The 2500-year old board game originated in China, where it remains enormously popular. The game is also popular in South Korea and Japan. Two opponents in the game are represented by white and black rounded stones, and the goal is to occupy as much territory of the opponent as possible.

“There are 1,000,000,000,000,000,000,000,000,000,000,000,000,000,000,000,000,000,000,000,000,000,000,000,000,000,000,000,000,000,000,000,000,000,000,000,000,000,000,000,000,000,000,000,000,000,000,000,000,000,000,000,000,000,000,000,000,000 possible positions — that’s more than the number of atoms in the universe, and more than a googol times larger than chess,” Demis Hassabis of Google’s DeepMind project declared.

The computer, dubbed AlphaGo, was specifically developed by the Google-owned DeepMind company for the task.

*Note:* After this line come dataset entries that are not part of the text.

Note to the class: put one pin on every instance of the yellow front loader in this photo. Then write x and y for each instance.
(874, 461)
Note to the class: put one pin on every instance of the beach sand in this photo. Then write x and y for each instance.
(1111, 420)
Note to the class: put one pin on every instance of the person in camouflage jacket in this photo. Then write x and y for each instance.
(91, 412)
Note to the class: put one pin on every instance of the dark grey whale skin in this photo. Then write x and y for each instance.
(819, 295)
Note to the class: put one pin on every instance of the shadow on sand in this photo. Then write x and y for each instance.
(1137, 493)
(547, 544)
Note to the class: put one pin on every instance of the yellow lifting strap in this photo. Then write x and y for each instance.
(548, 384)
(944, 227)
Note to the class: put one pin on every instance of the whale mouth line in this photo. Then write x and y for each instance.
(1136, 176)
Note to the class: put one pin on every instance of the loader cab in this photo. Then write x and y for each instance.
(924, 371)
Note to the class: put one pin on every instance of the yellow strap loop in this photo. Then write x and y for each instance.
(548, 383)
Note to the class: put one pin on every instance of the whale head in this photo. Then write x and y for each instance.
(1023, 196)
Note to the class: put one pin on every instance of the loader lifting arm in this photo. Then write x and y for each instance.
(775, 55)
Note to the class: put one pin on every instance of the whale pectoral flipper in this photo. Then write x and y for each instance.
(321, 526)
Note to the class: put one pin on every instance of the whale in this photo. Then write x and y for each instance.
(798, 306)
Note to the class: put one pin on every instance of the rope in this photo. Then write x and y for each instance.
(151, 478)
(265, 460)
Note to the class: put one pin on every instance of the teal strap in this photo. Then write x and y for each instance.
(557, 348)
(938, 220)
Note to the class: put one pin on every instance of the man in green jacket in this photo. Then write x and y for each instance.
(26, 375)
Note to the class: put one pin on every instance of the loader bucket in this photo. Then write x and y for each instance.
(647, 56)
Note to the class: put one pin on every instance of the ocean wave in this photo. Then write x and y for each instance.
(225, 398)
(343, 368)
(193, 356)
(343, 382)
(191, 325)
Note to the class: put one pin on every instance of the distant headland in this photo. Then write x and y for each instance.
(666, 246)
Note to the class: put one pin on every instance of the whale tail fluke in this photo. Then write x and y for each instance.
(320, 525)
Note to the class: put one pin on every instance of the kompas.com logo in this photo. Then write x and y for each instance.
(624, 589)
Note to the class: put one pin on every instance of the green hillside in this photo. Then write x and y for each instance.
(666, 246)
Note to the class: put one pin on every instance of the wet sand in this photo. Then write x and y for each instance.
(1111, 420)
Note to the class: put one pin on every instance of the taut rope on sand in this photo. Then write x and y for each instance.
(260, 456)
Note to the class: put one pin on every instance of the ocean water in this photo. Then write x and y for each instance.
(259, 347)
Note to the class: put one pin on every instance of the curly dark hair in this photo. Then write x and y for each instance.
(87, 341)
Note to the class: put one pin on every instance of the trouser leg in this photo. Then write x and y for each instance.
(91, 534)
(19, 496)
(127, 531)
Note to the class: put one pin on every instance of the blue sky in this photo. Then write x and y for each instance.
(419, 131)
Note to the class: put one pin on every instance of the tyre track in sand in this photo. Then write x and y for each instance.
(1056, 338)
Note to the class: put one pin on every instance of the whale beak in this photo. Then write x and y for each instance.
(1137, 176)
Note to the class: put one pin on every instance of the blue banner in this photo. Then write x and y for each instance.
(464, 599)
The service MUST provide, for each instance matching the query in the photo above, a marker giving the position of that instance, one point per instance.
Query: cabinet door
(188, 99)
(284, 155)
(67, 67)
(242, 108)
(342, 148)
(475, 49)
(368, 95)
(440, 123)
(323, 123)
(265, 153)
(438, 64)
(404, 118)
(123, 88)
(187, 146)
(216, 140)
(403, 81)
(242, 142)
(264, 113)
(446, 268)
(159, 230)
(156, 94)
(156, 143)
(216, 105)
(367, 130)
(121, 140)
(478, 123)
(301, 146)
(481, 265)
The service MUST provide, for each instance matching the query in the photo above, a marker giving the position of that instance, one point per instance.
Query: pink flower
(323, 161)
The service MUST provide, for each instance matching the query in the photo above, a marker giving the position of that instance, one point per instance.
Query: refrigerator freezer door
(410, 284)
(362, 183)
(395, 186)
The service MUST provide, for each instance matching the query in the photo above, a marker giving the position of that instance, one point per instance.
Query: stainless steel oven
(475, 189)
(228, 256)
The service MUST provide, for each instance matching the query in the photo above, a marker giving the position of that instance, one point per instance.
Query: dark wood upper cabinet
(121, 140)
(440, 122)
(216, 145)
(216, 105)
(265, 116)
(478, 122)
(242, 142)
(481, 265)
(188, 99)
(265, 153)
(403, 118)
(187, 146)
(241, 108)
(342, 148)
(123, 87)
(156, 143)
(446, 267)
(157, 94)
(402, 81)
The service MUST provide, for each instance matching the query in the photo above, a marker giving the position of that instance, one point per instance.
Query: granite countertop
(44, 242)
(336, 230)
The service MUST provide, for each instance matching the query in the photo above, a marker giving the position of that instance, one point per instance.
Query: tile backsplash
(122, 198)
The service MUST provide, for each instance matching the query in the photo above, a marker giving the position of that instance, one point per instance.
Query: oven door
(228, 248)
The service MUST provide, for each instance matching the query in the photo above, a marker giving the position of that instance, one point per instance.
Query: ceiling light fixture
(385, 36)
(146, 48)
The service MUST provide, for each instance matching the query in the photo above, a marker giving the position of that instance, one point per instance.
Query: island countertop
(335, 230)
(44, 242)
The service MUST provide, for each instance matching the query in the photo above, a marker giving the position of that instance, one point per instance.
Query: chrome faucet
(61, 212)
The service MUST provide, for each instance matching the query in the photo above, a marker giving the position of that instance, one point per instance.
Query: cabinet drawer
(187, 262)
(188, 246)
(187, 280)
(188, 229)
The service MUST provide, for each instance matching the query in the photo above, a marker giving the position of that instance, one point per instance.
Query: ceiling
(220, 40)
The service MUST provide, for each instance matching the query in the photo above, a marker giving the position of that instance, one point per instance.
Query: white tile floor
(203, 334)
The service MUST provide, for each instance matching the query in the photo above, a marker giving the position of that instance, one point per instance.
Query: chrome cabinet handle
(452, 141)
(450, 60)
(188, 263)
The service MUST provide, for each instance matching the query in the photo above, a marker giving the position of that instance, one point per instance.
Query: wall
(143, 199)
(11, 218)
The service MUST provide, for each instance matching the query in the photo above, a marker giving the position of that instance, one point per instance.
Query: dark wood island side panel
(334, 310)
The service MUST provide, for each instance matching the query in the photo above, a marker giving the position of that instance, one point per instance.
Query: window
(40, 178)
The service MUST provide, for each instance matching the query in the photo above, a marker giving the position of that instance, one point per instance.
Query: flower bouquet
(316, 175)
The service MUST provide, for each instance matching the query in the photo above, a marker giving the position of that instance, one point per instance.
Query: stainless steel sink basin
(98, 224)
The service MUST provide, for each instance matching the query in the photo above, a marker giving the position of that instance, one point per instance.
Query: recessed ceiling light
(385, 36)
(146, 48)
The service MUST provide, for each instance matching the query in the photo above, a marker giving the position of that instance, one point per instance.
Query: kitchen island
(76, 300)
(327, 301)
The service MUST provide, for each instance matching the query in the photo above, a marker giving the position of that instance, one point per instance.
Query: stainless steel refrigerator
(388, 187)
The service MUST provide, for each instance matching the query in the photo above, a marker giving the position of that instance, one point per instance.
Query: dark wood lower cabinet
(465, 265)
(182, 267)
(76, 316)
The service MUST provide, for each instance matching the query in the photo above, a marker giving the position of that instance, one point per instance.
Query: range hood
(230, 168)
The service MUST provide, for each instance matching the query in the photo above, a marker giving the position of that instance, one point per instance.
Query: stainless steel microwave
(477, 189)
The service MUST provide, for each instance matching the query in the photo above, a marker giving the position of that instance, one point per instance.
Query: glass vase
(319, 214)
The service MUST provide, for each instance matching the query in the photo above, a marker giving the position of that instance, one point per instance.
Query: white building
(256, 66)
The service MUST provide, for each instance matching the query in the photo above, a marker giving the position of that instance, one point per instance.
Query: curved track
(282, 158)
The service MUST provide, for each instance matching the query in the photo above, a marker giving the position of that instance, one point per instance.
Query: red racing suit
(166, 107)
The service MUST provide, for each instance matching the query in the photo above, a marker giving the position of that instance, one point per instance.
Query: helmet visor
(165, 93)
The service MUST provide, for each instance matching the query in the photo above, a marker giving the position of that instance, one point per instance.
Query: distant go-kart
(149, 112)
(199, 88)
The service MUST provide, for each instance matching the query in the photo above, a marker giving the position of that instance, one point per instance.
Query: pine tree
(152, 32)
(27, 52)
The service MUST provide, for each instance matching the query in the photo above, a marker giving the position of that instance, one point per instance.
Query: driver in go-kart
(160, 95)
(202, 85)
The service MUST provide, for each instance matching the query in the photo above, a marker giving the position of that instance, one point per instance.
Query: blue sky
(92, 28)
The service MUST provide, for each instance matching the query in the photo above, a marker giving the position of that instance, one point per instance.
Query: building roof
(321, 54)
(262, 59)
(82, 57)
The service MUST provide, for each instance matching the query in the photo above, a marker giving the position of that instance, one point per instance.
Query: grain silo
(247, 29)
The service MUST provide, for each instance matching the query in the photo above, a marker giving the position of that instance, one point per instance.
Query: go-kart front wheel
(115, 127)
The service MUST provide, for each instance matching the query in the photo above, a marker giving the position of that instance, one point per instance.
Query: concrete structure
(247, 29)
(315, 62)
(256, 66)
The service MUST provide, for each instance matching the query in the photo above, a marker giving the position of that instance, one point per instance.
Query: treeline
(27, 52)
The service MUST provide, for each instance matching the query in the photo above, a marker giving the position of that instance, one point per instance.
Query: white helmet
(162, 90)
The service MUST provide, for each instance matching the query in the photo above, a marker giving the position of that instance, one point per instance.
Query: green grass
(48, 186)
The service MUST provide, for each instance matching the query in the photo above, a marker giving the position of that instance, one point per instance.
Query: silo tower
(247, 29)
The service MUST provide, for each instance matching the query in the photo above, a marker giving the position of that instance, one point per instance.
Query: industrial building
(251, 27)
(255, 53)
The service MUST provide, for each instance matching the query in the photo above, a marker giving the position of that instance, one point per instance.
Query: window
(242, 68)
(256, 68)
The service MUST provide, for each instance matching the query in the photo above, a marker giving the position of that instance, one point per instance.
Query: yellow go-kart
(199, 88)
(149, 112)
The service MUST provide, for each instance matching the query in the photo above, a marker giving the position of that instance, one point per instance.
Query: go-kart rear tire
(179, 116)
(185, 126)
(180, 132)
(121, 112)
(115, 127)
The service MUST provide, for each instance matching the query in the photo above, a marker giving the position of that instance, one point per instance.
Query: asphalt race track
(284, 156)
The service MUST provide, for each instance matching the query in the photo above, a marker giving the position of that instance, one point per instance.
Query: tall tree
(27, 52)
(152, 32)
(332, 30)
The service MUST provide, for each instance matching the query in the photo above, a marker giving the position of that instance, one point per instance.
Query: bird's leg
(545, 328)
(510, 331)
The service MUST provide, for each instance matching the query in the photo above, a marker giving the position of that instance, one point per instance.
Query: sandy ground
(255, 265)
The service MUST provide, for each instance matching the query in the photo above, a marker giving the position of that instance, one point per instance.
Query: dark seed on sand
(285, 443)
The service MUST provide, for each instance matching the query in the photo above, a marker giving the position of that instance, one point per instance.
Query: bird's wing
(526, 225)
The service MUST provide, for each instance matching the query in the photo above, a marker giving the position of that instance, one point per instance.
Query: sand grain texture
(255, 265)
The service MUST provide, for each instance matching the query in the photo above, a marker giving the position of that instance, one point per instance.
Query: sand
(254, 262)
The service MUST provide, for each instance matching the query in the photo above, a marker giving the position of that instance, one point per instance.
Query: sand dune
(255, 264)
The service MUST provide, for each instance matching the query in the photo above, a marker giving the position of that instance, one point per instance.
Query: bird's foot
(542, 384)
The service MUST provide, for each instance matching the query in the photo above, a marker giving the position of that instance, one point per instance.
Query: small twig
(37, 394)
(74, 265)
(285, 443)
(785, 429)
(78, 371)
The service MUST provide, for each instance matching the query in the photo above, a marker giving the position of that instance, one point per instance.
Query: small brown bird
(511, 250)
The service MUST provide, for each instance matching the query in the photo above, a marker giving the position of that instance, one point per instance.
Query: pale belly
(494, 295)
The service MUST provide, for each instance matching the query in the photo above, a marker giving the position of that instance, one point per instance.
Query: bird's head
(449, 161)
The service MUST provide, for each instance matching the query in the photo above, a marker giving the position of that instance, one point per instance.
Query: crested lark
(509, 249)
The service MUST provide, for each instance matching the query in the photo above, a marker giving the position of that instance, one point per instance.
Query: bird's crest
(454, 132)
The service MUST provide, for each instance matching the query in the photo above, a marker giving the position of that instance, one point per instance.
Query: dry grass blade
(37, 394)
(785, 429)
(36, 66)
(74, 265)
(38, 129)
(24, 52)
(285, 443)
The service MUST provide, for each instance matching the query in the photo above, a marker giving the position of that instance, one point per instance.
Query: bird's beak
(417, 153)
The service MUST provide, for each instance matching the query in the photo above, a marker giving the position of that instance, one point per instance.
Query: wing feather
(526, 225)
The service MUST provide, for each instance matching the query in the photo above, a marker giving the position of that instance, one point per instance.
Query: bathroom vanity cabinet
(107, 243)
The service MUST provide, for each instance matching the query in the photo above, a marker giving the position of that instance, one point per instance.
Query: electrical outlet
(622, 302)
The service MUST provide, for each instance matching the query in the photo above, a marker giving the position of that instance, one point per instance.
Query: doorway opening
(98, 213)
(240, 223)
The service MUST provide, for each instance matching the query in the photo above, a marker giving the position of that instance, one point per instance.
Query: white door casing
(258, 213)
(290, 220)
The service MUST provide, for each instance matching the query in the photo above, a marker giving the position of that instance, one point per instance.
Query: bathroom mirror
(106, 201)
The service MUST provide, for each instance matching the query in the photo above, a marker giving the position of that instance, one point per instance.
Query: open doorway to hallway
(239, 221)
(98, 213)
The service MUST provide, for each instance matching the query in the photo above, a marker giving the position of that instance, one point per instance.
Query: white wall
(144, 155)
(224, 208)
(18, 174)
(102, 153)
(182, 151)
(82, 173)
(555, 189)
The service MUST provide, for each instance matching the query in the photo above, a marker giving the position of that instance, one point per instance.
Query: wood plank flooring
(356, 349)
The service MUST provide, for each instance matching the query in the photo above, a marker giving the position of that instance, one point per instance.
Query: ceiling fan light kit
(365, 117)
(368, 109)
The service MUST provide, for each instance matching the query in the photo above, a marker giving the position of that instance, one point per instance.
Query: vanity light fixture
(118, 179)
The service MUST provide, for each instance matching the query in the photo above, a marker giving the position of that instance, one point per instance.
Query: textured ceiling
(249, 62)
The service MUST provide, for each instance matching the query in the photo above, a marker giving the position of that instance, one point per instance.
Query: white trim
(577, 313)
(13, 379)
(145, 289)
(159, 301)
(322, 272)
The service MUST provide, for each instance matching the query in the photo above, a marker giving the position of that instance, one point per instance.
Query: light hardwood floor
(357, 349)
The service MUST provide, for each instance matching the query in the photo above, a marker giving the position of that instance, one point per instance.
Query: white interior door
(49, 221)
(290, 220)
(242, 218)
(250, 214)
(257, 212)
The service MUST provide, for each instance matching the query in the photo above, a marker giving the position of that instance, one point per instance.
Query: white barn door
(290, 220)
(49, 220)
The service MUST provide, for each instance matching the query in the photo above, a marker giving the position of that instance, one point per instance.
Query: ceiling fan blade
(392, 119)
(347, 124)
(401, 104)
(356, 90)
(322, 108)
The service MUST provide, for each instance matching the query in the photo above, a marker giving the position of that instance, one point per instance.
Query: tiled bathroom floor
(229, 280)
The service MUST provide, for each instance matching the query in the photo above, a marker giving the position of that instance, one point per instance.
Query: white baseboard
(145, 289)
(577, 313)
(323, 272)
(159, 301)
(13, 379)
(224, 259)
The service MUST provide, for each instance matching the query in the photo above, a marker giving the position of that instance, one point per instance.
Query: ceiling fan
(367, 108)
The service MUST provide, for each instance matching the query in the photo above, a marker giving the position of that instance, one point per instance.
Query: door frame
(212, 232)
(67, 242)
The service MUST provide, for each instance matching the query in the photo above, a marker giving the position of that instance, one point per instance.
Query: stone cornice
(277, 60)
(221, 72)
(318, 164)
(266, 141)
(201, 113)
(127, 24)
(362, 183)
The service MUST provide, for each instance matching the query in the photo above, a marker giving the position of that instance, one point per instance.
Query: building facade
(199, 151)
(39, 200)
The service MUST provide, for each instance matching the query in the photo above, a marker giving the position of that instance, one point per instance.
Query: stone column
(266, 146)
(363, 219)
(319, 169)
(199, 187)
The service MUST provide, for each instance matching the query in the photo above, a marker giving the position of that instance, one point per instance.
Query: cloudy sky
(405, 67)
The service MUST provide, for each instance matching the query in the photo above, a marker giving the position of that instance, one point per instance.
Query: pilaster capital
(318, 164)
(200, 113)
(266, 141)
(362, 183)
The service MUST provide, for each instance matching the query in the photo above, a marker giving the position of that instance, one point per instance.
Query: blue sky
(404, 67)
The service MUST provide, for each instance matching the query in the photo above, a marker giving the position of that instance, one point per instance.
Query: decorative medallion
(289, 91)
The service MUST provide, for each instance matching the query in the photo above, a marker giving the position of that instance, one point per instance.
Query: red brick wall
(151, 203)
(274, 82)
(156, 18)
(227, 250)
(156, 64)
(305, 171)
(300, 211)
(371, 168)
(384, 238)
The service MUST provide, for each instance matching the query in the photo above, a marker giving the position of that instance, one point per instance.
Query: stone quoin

AlphaGo uses so-called Monte Carlo search tree algorithms and is described as self-learning, playing games with human players and itself, according to the research paper.

“Using this search algorithm, our program AlphaGo achieved a 99.8% winning rate against other Go programs,” the article stated.

AlphaGo has reportedly defeated the reigning 3-time European champion Fan Hui with a 5-0 score, an achievement “thought to be at least a decade away,” according to research. It is set to face another top world Go player, Lee Sedol, in Seoul in March 2016.

“While games are the perfect platform for developing and testing AI algorithms quickly and efficiently, ultimately we want to apply these techniques to important real-world problems … from climate modelling to complex disease analysis,” Demis Hassabis of Google DeepMind expressed.